AI エージェント(自律型AI)の需要急増により、計算資源の供給が追いつかない状況が発生。Anthropic は頻繁な障害によって顧客が離脱し、OpenAI は Sora を廃止して資源を確保。GPU 価格は約 50% 上昇している。
AI エージェント(自律型AI)の急速な需要拡大が、限定的な計算資源と衝突している。Anthropic では障害が頻発し、OpenAI は Sora の終了を発表し、GPU 価格は市場データによると 50% 近く上昇している。
## AI ブームが供給能力を上回る速度で計算資源を消費
ウォール・ストリート・ジャーナルの報道によると、自力でタスク完了するエージェント AI の爆発的な成長により、ここ数ヶ月で大規模な容量危機が引き起こされた。その結果、主要プロバイダーでの頻繁な障害、製品のキャンセルまたは縮小、そしてチップ価格の急激な上昇が発生している。

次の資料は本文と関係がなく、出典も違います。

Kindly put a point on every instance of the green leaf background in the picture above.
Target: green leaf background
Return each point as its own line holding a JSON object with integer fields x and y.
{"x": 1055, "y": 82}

## Anthropic は急成長しているが、サービス維持に苦戦
Claude チャットボットと Claude Code コーディングアプリの開発元 Anthropic は、特に大きな打撃を受けている。2 月中旬以降、障害が頻繁に積み重なり、一部のエンタープライズ顧客が他のプロバイダーに乗り換えているとウォール・ストリート・ジャーナルが報道している。ソフトウェアプラットフォーム Retool の創業者 David Hsu は、Anthropic の Opus 4.6 モデルが実は好みだが、Anthropic のサービスが何度もダウンするため最近 OpenAI に移行したとウォール・ストリート・ジャーナルに語っている。
4 月 8 日までの 90 日間における Claude API の稼働率は 98.95% であり、確立されたクラウドプロバイダーが通常維持する 99.99% の基準をはるかに下回っている。
同時に、Anthropic は驚異的なペースで成長している。同社の年換算経常利益(ARR)は 2025 年末に 90 億ドルだったが、2 月には 140 億ドルに上昇し、わずか 2 ヶ月後には 300 億ドルを超えた。
## OpenAI は計算資源をコーディング・エンタープライズツール向けに確保するため Sora を廃止
OpenAI も圧力を感じている。同社は最近、動画生成アプリ Sora をシャットダウンすることを発表した。その一因は、計算資源をコーディングと Spud というコード名の新しい AI モデル上に構築されたエンタープライズ製品に向け直すためである。Sora の Web 版とアプリ版は 4 月 26 日にオフラインになり、API は 9 月に続く。
ウォール・ストリート・ジャーナルによると、OpenAI の API 全体のトークン使用量は 10 月の 1 分あたり 60 億トークンから 3 月末までに 1 分あたり 150 億トークンに跳ね上がった。OpenAI の最高財務責任者 Sarah Friar はウォール・ストリート・ジャーナルに対し、彼女は近期の計算資源容量を確保することに多くの時間を費やしており、単に利用可能なリソースがないため、棚上げするプロジェクトについて困難な決定を下していると述べた。
## プロバイダーは 1 月以降、エージェント ブームに対応するため新しい制限を導入している
容量危機はまた、開発者ツール向けの計画を再構築している。